Long-term ocean observing systems are essential to assess the state of the ocean. These data allow to study the evolution of the ocean environment, estimate the rate of recent changes, and determine the influence of climate patterns on the state of the ocean. With several decades of data accessible, at unprecedented temporal and spatial resolutions, remote sensing data have also become essential for the study of long-term changes in the ocean. Re-processing of several decades of Earth Observation data provide a tool for a unique understanding of the evolution of the ocean state.
Ocean reanalyses integrate observations and models to study the ocean and its evolution over recent decades, and provide the most complete estimate of the state of the ocean in space and time. Ocean reanalyses are used as initial conditions for operational estimations of the ocean state, for short-term predictions aiming at studying specific processes, for seasonal and decadal predictions, and for climate-related activities.
Efforts to maintain these long-term initiatives and to make the data easily and openly available to the scientific community have permitted to advance our understanding of the evolution of the ocean over the last decades. These efforts should continue to ensure science-based decisions on the management of our oceans.
We welcome abstracts in the study of the ocean using long-term datasets, based on in situ data, remote sensing data, model simulations and reanalyses.

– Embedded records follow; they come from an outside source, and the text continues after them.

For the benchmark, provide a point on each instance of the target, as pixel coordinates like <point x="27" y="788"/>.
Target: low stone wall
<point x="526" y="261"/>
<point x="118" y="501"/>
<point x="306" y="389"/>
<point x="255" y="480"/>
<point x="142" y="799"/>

Works that evidence the importance of maintaining in time the in situ and remote sensing datasets, and review studies that provide a perspective of the advancement of science during the last decades using these long-term datasets are also welcome.
- Ocean dynamics & climate change
Studies addressing the impact of climate change on ocean dynamics, and the influence of the ocean on climate.
- Oceanic climate records (datasets, methods and comparisons)
Generic studies about model-based and observation-based datasets (reanalyses, reconstructions), their validation and intercomparisons, and studies about specific methods for multidecadal reanalyses and reconstructions (assimilation, bias corrections and drift corrections). Reprocessing and intercallibration of multi-mission datasets.
- Coastal and regional processes
Studies focusing on long-term variability and local trends of specific regions, including downscaling of large scale climatic processes.
- Trends in polar regions
Abstracts on the trends of ocean and sea ice dynamics of polar regions, influence of climate on their variability and the impact of these regions on the global climate system.
- Biogeochemical processes
Studies about oceanic long-term ecosystem changes induced by climate variability.
- Long-term trends in oceanography (open session)
An open session for all studies on the multidecadal study of the ocean. Abstracts that do not fit in other session can be submitted here.